DHIN views innovation less like an event and more as a mindset. DHIN is one of the first organizations in the health information exchange industry to move to open architecture using cloud-based technology solutions, and one of the first to move to the use of Application Programming Interfaces (APIs) as the way to exchange data between systems and platforms.

Delaware Health Information Network (DHIN) maintains a rolling three-year technology roadmap and considers this roadmap as a general business plan, taking account of expiration dates of existing contracts, maturation of emerging standards and technologies, and evolving consumer and organizational needs. DHIN is collaborating with its counterparts in contiguous states on some cooperative undertakings where each party can expand without competing with the other, focusing on the unique mix of services and business model of each organization. DHIN intends to be a part of the national health data ecosystem and serve humankind for the better.

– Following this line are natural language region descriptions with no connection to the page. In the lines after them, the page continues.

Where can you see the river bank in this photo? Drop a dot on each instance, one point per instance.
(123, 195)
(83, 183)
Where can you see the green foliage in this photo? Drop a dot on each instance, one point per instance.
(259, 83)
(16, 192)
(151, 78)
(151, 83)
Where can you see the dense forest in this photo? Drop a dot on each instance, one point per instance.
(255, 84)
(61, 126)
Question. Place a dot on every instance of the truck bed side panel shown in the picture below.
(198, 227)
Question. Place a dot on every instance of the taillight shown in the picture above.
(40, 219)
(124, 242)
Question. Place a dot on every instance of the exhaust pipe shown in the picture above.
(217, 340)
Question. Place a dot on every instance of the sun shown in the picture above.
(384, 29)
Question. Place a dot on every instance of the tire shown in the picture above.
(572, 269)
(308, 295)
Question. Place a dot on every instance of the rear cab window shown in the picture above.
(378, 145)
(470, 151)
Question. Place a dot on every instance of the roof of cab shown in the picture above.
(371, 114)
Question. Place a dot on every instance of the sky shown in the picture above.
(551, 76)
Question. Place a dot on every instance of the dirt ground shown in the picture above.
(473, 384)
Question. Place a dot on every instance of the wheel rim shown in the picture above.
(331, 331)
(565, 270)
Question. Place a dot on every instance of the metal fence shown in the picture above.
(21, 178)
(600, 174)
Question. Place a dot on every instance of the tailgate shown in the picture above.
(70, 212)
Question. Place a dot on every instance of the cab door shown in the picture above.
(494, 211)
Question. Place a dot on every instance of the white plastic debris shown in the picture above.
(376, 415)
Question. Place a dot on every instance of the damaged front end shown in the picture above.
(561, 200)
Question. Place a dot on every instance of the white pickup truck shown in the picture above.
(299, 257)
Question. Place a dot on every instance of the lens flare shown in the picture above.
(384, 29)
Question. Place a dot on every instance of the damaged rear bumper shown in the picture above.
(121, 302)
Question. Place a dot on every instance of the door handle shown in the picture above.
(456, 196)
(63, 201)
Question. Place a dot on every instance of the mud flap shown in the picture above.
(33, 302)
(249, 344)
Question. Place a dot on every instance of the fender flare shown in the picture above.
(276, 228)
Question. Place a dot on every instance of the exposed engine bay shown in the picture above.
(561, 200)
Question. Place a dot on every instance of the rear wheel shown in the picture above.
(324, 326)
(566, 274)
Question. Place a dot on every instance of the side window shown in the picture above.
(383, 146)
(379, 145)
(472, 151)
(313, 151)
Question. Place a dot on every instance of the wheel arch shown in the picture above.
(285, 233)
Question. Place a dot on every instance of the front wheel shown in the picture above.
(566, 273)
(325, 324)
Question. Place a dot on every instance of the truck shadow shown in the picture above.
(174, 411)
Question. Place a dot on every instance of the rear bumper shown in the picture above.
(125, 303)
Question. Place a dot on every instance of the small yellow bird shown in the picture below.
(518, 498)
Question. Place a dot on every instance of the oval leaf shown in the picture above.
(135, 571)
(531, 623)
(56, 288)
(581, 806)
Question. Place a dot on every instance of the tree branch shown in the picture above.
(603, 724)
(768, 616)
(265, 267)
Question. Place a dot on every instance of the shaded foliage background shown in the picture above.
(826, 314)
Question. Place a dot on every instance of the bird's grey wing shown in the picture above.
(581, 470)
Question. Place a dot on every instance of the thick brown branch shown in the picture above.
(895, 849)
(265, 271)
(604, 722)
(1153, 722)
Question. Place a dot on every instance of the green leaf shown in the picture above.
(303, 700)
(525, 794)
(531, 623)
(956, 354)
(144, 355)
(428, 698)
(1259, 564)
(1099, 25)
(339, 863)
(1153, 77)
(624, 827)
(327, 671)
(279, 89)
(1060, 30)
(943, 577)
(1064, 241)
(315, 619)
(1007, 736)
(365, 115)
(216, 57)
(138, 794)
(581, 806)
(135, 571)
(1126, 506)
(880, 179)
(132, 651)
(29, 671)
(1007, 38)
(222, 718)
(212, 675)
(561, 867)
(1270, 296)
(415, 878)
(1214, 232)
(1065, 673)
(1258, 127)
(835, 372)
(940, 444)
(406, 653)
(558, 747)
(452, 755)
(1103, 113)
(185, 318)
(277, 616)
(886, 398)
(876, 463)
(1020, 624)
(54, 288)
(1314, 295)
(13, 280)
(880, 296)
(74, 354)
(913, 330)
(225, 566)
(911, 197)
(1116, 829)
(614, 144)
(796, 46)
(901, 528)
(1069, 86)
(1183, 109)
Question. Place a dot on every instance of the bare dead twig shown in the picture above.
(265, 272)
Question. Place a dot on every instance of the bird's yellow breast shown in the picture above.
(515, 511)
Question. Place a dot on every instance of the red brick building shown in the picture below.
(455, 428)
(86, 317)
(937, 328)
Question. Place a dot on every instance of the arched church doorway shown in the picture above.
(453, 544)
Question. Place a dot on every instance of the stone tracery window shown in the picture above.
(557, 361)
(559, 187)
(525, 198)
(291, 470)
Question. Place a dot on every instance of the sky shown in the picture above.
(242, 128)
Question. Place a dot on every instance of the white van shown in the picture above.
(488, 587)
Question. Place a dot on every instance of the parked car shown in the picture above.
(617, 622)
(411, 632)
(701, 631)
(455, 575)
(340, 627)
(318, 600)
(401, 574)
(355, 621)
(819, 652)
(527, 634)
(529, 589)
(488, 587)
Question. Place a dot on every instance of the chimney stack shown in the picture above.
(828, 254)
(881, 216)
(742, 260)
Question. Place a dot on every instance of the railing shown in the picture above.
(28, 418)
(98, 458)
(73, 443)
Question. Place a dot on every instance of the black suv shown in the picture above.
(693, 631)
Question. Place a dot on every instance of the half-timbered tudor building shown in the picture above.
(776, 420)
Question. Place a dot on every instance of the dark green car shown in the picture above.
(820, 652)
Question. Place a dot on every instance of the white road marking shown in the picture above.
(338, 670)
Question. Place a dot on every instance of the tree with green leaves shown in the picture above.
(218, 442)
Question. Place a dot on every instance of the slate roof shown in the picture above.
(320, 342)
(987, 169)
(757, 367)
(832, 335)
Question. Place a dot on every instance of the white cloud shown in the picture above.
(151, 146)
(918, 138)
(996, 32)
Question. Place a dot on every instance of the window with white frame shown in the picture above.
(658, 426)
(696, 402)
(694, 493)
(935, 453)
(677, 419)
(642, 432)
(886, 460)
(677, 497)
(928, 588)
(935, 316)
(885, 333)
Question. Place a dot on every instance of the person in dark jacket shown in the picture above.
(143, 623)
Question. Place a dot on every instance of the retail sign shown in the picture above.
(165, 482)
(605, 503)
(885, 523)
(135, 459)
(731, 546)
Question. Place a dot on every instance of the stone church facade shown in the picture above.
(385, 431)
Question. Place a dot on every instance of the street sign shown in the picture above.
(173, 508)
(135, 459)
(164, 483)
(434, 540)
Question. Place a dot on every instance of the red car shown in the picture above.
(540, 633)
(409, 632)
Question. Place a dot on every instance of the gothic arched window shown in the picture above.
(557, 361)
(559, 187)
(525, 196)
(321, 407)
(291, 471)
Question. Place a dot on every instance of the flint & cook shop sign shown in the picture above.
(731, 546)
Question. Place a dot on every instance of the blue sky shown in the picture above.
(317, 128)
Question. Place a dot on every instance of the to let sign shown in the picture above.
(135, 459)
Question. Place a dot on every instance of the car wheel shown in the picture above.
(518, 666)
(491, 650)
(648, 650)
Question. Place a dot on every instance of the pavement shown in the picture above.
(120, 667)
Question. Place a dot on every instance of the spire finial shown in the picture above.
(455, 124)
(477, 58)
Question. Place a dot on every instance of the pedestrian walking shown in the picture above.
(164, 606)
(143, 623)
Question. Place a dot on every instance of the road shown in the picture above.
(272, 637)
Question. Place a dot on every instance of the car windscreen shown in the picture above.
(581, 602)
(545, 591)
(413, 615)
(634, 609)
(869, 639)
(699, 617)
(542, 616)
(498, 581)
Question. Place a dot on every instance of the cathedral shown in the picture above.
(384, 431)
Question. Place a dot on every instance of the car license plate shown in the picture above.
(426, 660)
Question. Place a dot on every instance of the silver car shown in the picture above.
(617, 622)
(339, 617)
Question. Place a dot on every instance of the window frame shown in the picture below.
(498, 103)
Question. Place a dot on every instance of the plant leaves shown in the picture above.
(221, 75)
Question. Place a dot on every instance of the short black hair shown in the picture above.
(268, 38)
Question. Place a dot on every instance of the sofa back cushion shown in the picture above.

A challenge for all non-profit entities is how to provide a public good within a sustainable business model.  Despite millions of dollars in federal financial assistance, many public health information exchanges (HIEs) have struggled to develop a viable business model that would enable sustained service delivery without government funding. DHIN has been financially self-sufficient, since FY 2012, with operating costs entirely covered by operating revenues. DHIN is the hub of a health knowledge network in Delaware, and participation in one or more DHIN services in the Delaware healthcare sector is almost universal.